To confirm the generation of aryne under the established reaction conditions, the “capture” of the generated benzyne was tried by adding anthracene as a thermally stable diene into the solid mixture, because it can yield the easily characterized aromatic compound triptycene (15), derived from a [4+2] cycloaddition (Fig. 4). The NMR analysis of the reaction mixture led to 15 as the major product in approximately 33% conversion, and 60 and 27% of recovered 1 and 13, respectively (Fig. S8, ESI). This result successfully proves the generation of 14 from 1 by thermal decomposition under the described conditions.

image file: c7cc08676h-f4.tif
Fig. 4 Trapping of benzyne (14) generated upon MW irradiation of 1 under solvent-free conditions with FLG as the MW absorbing matrix.

To date, aryne cycloaddition reactions with diverse carbon nanomaterials have been reported. For example, benzyne cycloaddition with fullerene C60 leads to [2+2] adducts.20 Nevertheless, for reactions performed on carbon nanotubes,10 carbon nanohorns,11 and graphene derivatives,12 there is no experimental evidence as yet about the exact structure of the adducts obtained. Several theoretical studies suggest that the benzyne reaction with carbon nanotubes presents periselectivity (i.e., either [4+2] or [2+2]) depending on different parameters, such as the type of carbon nanotube (i.e., number of walls, chirality, etc.) and its diameter.10a,21 In the case of graphene, theoretical studies argued that the reaction with benzyne on a graphene fragment of 4 × 4, 6 × 6 and 8 × 8 unit cells is more energetically favorable through [2+2] cycloaddition, but both can occur.19b,21c Other theoretical calculations suggest that cycloaddition reactions occur at edges and defected areas.19a,22 However, cycloaddition reactions have been also reported on defect-free epitaxial graphene.8b

The described graphene functionalization was extended to structurally more complex arynes (Fig. 3) via thermal decomposition of the corresponding anhydrides (2–6) under the standard conditions described for phthalic anhydride. In particular, arylene groups with heteroatoms, such as a fluorine-substituted phenylene (f-G(8)), or aromatic moieties with a large number of fused benzene rings (f-G(9–12)) have been covalently linked to the graphene structure. In the latter case, aromatic groups were introduced with the same number of benzene rings but with different topologies (f-G(10–11)). The new modified graphene derivatives were characterized using Raman spectroscopy, TGA, TEM, as well as XPS techniques, showing consistent functionalization yields in all cases (Table S2, ESI).

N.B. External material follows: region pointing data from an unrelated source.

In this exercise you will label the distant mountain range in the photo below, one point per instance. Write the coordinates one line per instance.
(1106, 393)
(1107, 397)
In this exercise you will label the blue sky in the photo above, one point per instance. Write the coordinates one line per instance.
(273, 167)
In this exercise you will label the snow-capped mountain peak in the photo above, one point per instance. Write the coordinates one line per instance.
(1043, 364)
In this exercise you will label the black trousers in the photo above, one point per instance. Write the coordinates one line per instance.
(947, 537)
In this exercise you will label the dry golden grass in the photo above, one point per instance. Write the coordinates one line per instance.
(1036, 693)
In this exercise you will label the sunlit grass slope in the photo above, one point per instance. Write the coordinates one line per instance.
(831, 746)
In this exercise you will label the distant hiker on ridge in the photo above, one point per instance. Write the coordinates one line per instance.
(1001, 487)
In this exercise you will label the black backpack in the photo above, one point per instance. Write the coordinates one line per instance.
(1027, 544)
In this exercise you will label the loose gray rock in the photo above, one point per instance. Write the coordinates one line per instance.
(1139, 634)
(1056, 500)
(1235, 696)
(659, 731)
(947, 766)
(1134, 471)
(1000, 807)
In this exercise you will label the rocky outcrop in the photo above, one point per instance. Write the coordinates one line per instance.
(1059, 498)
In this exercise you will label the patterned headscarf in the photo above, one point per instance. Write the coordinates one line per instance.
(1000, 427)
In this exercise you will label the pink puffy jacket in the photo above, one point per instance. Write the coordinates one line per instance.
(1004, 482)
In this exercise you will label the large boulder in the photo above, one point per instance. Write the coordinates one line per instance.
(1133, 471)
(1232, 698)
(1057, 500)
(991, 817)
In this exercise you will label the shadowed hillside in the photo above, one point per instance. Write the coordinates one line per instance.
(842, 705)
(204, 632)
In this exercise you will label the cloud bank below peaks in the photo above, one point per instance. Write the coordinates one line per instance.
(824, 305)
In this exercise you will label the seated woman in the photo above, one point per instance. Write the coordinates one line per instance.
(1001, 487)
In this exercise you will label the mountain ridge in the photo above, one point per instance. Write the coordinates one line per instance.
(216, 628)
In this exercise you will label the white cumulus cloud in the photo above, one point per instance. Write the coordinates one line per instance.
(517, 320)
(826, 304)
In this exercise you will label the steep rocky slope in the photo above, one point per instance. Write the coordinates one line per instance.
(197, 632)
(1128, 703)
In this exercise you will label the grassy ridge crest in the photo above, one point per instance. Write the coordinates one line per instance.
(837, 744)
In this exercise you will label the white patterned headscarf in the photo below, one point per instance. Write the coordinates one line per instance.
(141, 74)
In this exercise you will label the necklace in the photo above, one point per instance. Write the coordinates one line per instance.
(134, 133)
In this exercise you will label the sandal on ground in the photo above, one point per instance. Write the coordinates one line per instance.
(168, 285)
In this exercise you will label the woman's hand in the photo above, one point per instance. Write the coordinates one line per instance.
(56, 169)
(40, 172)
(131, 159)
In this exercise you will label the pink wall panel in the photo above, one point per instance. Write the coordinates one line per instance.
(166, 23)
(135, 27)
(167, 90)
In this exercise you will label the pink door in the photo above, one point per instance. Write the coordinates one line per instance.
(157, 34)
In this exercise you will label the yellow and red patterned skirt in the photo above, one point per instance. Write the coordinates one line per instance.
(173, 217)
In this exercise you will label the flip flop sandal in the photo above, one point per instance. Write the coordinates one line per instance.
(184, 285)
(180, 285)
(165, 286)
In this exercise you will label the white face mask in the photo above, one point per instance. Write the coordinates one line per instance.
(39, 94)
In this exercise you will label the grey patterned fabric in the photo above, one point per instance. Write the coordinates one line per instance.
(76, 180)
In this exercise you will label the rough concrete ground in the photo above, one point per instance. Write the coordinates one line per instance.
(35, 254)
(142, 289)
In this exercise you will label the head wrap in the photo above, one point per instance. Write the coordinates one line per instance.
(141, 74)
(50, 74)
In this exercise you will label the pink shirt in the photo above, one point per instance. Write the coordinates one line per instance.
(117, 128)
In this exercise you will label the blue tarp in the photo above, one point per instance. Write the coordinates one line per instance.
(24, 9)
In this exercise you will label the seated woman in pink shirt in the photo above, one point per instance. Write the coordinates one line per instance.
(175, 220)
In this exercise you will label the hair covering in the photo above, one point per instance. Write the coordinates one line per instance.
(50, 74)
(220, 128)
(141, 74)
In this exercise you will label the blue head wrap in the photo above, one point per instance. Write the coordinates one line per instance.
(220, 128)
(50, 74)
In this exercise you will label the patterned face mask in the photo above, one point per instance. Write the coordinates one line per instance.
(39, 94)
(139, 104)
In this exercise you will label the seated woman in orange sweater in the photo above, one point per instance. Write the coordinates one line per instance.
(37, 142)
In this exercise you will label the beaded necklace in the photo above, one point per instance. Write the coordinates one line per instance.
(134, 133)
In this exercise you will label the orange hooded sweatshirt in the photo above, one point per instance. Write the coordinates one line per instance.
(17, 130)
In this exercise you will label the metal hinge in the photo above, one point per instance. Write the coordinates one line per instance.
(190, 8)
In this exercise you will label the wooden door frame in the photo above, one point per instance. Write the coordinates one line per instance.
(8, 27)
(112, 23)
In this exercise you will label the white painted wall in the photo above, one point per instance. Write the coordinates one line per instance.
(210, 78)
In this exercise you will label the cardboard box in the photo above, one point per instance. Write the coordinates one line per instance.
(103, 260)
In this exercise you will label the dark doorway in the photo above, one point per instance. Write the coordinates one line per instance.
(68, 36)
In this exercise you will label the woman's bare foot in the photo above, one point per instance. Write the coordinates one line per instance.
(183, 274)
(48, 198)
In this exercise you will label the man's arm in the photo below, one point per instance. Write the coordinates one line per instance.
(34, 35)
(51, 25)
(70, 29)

In addition, X-ray photoelectron spectroscopy (XPS) was used to provide evidence for the formation of functionalized graphene derivatives by identifying and quantifying the functional groups anchored to the surface. The binding energies and peak assignments for different cores are summarized in Tables S3 and S4 (ESI). In particular, fluorine atoms from the aryne precursor 2 provided a diagnostic signal proving the functionalization of FLG. The atomic percentages of C, O and F atoms for the FLG, f-G(8), a FLG treated under optimized reaction conditions and a control sample graphene material in the absence of any aryne precursor (cs-G) are summarized in Table 1.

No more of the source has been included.